Monday, March 10

Stratospheric Spike in U.S. Army's Gang-Banger Training, 2003-2006

The U.S. Army's lowered recruitment standards to attract cannon fodder for the White House's secretly "fixed" war in Iraq occasions murderous blowback in California. A hushed-up 2007 FBI report offers up the latest dirty laundry on George II's dirtiest war--if we're not counting the one he ducked in Vietnam.

Consider this translation of a 9 March 2008 La Opiniona article titled "Gang Members Get Trained in the Army."

La Opinión, News Report, Claudia Núñez, Translated by Peter Micek, Posted: Mar 09, 2008

LOS ANGELES – While hundreds of Mexican soldiers are deserting the army to join drug trafficking gangs, California is facing the opposite problem: A growing number of gang members here have infiltrated the U.S. Armed Forces in order to receive military training.

The numbers speak for themselves: In 2003 there were just 16 incidents of gang members in the U.S. Armed Forces, while in 2006 the total was 10,309, according to the study, "Gang-Related Activity in the U.S. Armed Forces Increasing," released in 2007 by the Federal Bureau of Investigation (FBI).

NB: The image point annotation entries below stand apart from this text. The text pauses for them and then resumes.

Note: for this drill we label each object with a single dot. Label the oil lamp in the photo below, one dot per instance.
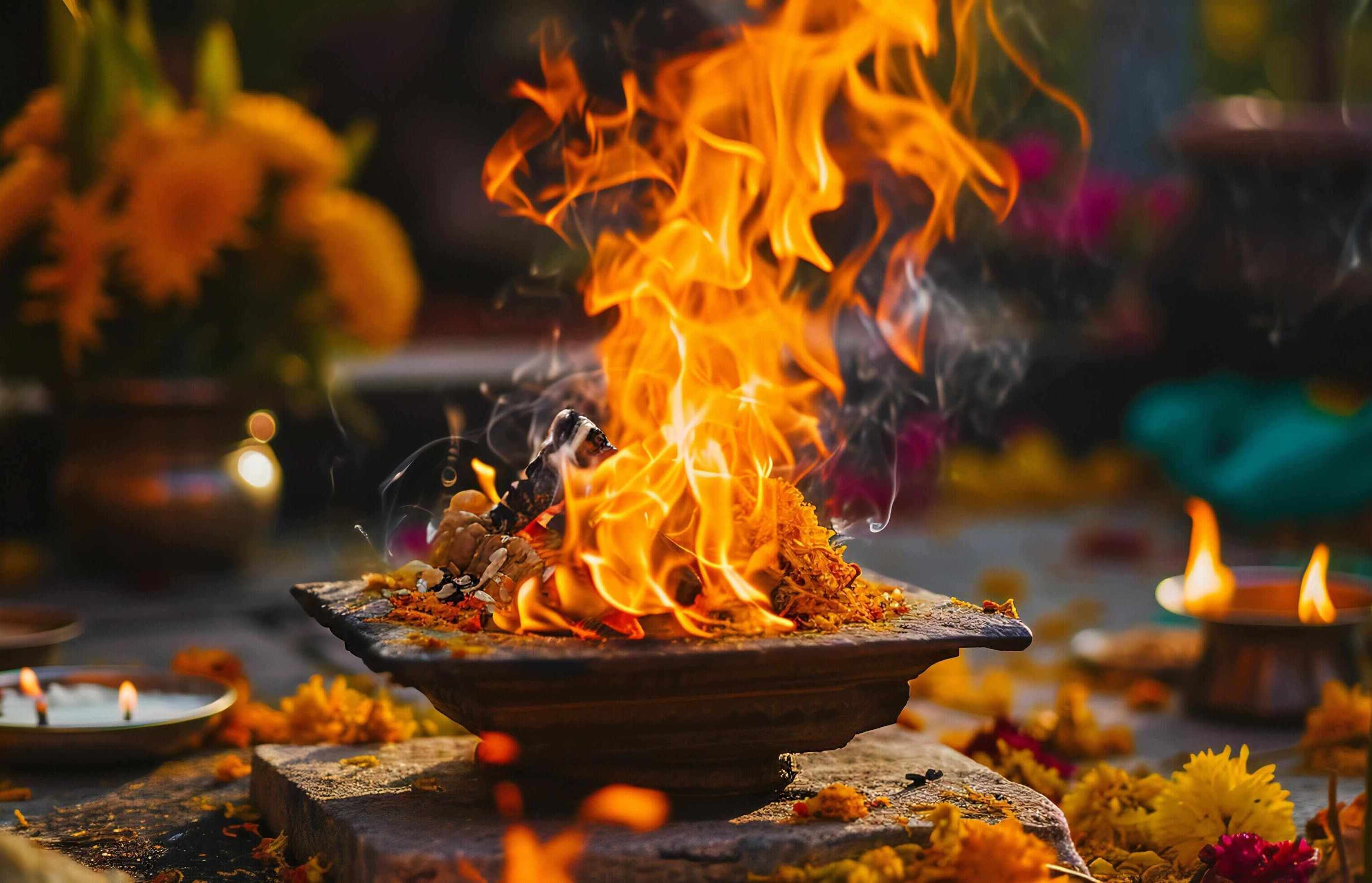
(1271, 636)
(103, 714)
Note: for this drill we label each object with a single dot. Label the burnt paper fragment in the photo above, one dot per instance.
(573, 440)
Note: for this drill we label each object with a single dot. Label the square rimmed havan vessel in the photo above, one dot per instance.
(691, 716)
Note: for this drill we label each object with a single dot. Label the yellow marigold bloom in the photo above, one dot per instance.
(1003, 852)
(344, 716)
(287, 138)
(839, 802)
(186, 204)
(365, 262)
(953, 684)
(28, 187)
(1215, 794)
(1108, 806)
(37, 125)
(82, 238)
(1337, 730)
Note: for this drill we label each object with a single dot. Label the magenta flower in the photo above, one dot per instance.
(1036, 156)
(988, 742)
(1249, 859)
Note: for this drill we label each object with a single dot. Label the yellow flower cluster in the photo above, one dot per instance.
(1145, 827)
(1108, 808)
(1337, 730)
(1020, 765)
(1213, 796)
(173, 191)
(953, 684)
(958, 851)
(344, 716)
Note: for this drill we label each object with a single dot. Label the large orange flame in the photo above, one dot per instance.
(1316, 605)
(721, 355)
(1208, 588)
(29, 683)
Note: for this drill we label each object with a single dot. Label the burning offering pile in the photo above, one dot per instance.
(495, 562)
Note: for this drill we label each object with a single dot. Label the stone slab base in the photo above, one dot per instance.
(376, 828)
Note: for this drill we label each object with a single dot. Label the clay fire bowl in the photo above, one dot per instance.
(688, 716)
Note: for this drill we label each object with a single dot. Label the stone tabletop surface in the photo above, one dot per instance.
(253, 614)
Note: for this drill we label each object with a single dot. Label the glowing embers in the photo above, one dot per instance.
(1209, 584)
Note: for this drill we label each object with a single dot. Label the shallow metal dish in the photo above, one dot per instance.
(25, 743)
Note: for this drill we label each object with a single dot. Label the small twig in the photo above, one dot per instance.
(1337, 828)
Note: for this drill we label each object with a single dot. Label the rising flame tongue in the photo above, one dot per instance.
(1316, 605)
(1208, 588)
(720, 356)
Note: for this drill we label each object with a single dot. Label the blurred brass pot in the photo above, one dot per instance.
(160, 476)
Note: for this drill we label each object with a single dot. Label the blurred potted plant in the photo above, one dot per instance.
(169, 263)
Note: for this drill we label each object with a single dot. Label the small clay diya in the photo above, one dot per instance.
(689, 716)
(1258, 661)
(65, 714)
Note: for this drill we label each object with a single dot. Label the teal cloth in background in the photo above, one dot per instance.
(1258, 451)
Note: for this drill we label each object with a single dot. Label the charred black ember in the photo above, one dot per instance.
(571, 438)
(918, 779)
(456, 587)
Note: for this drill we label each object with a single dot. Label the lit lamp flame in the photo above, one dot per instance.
(128, 699)
(29, 687)
(1315, 605)
(1208, 587)
(29, 683)
(486, 478)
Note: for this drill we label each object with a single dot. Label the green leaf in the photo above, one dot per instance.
(139, 53)
(217, 78)
(357, 146)
(92, 106)
(66, 28)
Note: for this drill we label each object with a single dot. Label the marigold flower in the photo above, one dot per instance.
(1108, 806)
(1021, 767)
(839, 802)
(1003, 852)
(1337, 730)
(37, 125)
(530, 861)
(365, 262)
(82, 238)
(1213, 796)
(344, 716)
(287, 138)
(187, 202)
(28, 187)
(231, 768)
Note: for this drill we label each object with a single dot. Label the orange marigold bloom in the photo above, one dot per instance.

Twenty-two official entities, including the Los Angeles Police Department, participated in the report.

This study, classified as sensitive and meant for use by official agencies, reveals the presence of street gangs like the Mexican Mafia (EME), the Mara Salvatrucha, Hells Angels, The 18th Street Gang, the Norteños, the Sureños, as well as various supremacist groups on military bases.

Two years before this report came to the light, the Ceres Police Department, in northern California, already knew its fatal results.

Howard Stevenson, sergeant of the force, was killed by Andrés Ray, a Marine who went AWOL from Camp Pendleton and who police say was a longtime member of the Norteños.

According to a report by the Ceres Police, Raya shot the sergeant five times in cold blood, with two shots to the head. Three other officials were injured in the incident and the gang member lost his life.

As a result of the bloodshed, local Police Chief Art De Werk told his staff to treat the anti-gang fight as an exercise in military strategy.

"Gang members are using the techniques and skills learned in the Army to commit crimes, and there is no doubt about that. The worrisome thing is that they endanger not only officials but all of society," says Gregory Lee, former supervisor of the national Drug Enforcement Agency (DEA) and private consultant in Los Angeles.... read more
Under increased pressure from the Department of Defense to meet its quota for the White House's "bogus" war on terrorism still waged in Iraq, the Army topped its 2006 recruitment goal by "lowering standards," although the Associated Press news service added this line: "...but high school diploma still required."

Really, AP; you should have that amnesia checked out. What about the CBS story you conveniently overlooked? You know, the one about the enterprising Colorado high school senior who ferreted out what appeared to be a high school diploma mill from where his army recruit told him to create on like the White House's war in Iraq?

In 2005, Denver high school journalism and honors student David McSwane wanted to see just how low the army would go to recruit the seventeen-year-old senior; so he presented himself as a dropout and after an initial office visit, McSwane recorded a subsequent phone call with the recruiter.
So he showed up at a Golden Colorado recruiting office saying he was a dropout.

No problem, the recruiter said — and told McSwane in a phone call he recorded — to create a fake diploma from a non-existent school.

"It can be like Faith Hill Baptist School or something — whatever you choose," the recruiter said.

So McSwane went on-line, got a phony grade transcript and a diploma with the name of the school the recruiter suggested and turned it in.

"I was shocked. I'm sitting there looking at a poster that says 'Integrity, Honor, Respect,' and he is telling me to lie," McSwane said.
Could the Army's 10,309 gang-bangers in 2006 all be high school grads, ya think? Or were a majority coached like McSwane by pressured recruiters to fabricate one of those special "diplomas"?

But, hey; they would have been industrious enough to go on-line, locate the desired document and print it. I was told seniors enrolled in my high school's Computer Basics 101 class accomplishing that series of tasks earned an A+ for the day.